Question

Two capacitors with capacitances \(C_{1}\) and \(C_{2}\) are connected in series. Show that, no matter what the values of \(C_{1}\) and \(C_{2}\) are, the equivalent capacitance is always less than the smaller of the two capacitances.

Short answer

Explain. Answer: Yes, the equivalent capacitance in a series connection is always less than the smaller of the two capacitances, no matter what values \(C_{1}\) and \(C_{2}\) have. This is proven by analyzing the relationship between the equivalent capacitance (\(C_{eq}\)) and individual capacitances (\(C_1\) and \(C_2\)) using the formula \(C_{eq} = \frac{C_{1} \cdot C_{2}}{C_{1} + C_{2}}\).

Step-by-step solution

Equivalent capacitance for series connection formula

When capacitors are connected in series, their equivalent capacitance \(C_{eq}\) can be found using the formula: $$ \frac{1}{C_{eq}} = \frac{1}{C_{1}}+\frac{1}{C_{2}} $$

Rearranging the formula to solve for \(C_{eq}\)

We need to solve the formula for \(C_{eq}\) by rearranging the terms: $$ C_{eq} = \frac{C_{1} \cdot C_{2}}{C_{1} + C_{2}} $$

Analyzing the relationship between \(C_{eq}\) and \(C_{1}\), \(C_{2}\)

Now we have the equivalent capacitance formula: $$ C_{eq} = \frac{C_{1} \cdot C_{2}}{C_{1} + C_{2}} $$ Let’s assume, without loss of generality, that \(C_1\) is the smaller capacitance of the two (\(C_1 \le C_2\)). Let's create an inequality to test our assumption: $$ C_{eq} < C_1 $$ If this inequality is true, we will have proven that no matter the values of \(C_{1}\) and \(C_{2}\), the equivalent capacitance will always be less than the smaller of the two capacitances.
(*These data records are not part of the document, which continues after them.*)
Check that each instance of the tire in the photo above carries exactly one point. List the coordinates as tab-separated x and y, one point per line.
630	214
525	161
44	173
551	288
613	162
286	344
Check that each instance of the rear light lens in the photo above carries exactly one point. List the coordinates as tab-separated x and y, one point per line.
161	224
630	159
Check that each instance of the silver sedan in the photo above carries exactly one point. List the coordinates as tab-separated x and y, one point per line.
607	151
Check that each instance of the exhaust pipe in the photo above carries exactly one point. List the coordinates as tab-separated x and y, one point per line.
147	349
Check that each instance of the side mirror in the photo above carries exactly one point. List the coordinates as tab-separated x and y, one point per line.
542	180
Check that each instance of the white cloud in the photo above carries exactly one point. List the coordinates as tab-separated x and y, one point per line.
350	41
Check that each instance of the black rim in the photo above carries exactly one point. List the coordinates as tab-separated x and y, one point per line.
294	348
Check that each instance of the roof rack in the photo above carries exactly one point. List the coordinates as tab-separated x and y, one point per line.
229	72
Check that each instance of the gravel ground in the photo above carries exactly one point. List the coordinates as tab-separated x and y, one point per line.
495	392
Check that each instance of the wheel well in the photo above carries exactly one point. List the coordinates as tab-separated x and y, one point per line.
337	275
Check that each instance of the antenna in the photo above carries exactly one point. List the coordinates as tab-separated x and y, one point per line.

Comparing \(C_{eq}\) with \(C_1\)

First, let's substitute \(C_{eq}\) using the equivalent capacitance formula: $$ \frac{C_{1} \cdot C_{2}}{C_{1} + C_{2}} < C_{1} $$ Now, we need to simplify the inequality. We can achieve this by doing some cross-multiplication: $$ C_{1} \cdot C_{2} < C_{1} (C_{1} + C_{2}) $$ To further simplify, we distribute \(C_{1}\): $$ C_{1} \cdot C_{2} < C_{1}^{2} + C_{1} \cdot C_{2} $$ Notice that if we subtract \(C_{1} \cdot C_{2}\) from both sides of the inequality, it becomes: $$ 0 < C_{1}^{2} $$ Since both \(C_1\) and \(C_2\) are capacitances, they must be positive values. This inequality is always true, which supports our claim.

Conclusion

In conclusion, the equivalent capacitance in a series connection is always less than the smaller of the two capacitances, no matter what values \(C_{1}\) and \(C_{2}\) have.